Raia segera mengetik di gawai agar idenya tidak sampai terlupa dan di sanalah River (Nicholas Saputra) bertemu pertama kali dengan Raia. Perlahan, Raia dan River semakin dekat lewat pertemuan-pertemuan kecil mereka dan sesi keliling New York untuk mengunjungi bangunan-bangunan bersejarah.



Pada dasarnya, Raia ini termaasuk contoh orang yang memiliki semangat positif untuk sembuh dari trauma. Ia memang pergi dari Indonesia, tapi ia juga terus berusaha aktif dengan menulis (walau itu sulit) dan masih mau bertemu orang baru meskipun awalnya malas.

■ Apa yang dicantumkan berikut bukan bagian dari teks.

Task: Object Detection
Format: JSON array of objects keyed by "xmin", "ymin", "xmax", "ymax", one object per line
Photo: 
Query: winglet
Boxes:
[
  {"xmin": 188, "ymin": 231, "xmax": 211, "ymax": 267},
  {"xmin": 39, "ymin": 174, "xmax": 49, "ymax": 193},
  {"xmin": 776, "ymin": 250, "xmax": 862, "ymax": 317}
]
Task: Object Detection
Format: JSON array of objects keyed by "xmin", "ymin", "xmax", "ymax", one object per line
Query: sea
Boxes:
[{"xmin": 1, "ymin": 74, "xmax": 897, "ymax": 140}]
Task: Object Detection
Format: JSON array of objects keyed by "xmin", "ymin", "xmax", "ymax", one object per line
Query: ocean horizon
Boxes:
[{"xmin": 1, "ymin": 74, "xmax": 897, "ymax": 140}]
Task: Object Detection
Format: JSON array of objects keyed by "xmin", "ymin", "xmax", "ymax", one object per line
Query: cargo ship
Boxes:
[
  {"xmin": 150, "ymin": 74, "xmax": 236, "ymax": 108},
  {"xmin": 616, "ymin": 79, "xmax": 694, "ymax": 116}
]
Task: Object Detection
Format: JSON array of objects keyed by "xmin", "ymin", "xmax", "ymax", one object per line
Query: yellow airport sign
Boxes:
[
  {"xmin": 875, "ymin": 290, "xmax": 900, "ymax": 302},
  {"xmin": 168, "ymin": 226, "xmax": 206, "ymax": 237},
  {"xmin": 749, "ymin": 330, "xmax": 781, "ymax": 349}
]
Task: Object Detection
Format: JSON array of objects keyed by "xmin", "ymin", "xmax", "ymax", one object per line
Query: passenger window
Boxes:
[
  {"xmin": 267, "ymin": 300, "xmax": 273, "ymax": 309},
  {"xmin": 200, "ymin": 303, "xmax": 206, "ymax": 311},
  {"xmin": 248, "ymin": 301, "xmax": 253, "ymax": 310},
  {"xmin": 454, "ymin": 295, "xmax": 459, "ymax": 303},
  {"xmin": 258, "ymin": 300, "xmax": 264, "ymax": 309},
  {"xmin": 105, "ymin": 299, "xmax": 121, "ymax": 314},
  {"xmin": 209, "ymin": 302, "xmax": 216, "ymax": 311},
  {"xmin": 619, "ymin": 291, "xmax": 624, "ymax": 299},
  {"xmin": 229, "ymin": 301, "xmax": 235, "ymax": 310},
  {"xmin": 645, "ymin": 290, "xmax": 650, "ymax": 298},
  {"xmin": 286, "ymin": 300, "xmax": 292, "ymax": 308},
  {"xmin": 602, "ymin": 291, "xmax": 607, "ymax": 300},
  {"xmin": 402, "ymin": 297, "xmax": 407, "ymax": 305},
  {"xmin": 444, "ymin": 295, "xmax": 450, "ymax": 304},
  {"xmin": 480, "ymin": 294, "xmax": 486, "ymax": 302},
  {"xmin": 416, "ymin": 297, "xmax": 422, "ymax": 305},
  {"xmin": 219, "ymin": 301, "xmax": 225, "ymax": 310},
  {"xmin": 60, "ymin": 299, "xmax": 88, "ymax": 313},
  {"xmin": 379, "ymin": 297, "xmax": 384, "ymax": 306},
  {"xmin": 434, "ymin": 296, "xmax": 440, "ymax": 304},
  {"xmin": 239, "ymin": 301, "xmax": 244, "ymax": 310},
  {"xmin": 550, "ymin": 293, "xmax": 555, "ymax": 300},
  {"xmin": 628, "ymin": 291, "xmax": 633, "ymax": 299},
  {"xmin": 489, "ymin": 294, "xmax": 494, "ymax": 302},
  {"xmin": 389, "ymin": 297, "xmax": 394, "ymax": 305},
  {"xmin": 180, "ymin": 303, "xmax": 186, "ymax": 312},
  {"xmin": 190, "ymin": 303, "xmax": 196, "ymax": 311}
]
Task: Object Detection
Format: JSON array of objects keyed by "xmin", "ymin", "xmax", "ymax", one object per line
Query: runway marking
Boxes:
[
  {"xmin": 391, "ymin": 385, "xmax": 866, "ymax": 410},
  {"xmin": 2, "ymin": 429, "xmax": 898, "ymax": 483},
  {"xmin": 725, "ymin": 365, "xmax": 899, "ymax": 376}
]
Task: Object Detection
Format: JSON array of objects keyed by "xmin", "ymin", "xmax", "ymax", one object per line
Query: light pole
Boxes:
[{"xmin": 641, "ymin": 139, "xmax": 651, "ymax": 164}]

Proses melupakan itu tidak harus lupa sama sekali. Raia perlahan hidup berdampingan dengan lukanya sambil belajar memahami River yang serba misterius dan mulai menunjukkan gejala mood swing di waktu tidak terduga. Kepeduliannya pada River membuat Raia mulai bisa menulis lagi sekaligus membuka hati.


Cara Melupakan Bisa Berbeda-beda

Menariknya, film ini sebenarnya tidak punya konflik yang berat. Namun, cara menjahit cerita dan perkembangan karakternya memberikan twist-twist cantik yang membuat saya tidak bosa menonton.


Dialog antara River dan Raia itu sangat quotable. Apalagi River yang jauh lebih misterius terlihat sedang memendam emosi yang siap meledak ketika Raia tidak sengaja menyentuh titik di hati yang ingin ia sembunyikan. 


Saat River sedang menjelaskan sebuah sejarah bangunan kosong pada Raia, ia berkata, “Nggak semua yang kosong harus diisi.”




Wah, saya mulai menduga kalau River memang memiliki trauma dan sedang melarikan diri. Ia sengaja mengosongkan hati karena sebelumnya dipenuhi kenangan seseorang. Saya belum membaca novelnya, jadi ini pengalaman yang saya amati ketika sedang menonton film.


Ditambah lagi River bilang, “Memori jelek bisa menghantui kita seumur hidup. Seberapa jauh kita melangkah ke depan, kita nggak bisa melupakan masa lalu.” 


Sebuah pernyataan pesimis tentang proses melupakan dan memaafkan diri sendiri, bukan? River memang memiliki makna sungai, tetapi alirannya sedang tersumbat dan sulit mengalir karena pemikirannya sendiri.


Sekuen Rapi Penuh Pendewasaan

Hubungan Raia dan River ini mengingatkan saya pada Bagus dan Hana di film Jatuh Cinta Seperti di Film-Film.


Satu orang mulai optimis dalam memandang ke depan sedangkan satunya lagi masih memilih untuk meratapi duka setelah kehilangan orang tersayang. Konflik muncul karena perbedaan cara pandang. 


River pun mengalami pergolakan batin hebat selama ia dekat dengan Raia. Padahal Raia mulai membuka diri dan bercerita mengenai luka batinnya. “Seorang pria yang memperlakukanmu seperti kamu paling istimewa bisa jadi orang yang menyakiti kita.” Itulah salah satu petikan dialog Raia yang berkesan bagi saya.


Mulai dari perkenalan, konflik, masa naik dan turun hingga ending, begitu rapi dan bisa saya nikmati dengan hati hangat. The Architecture of Love adalah film romansa yang mengajak kita untuk memahami luka, memeluknya, dan tidak lagi menghakiminya. Tonton filmnya segera, ya!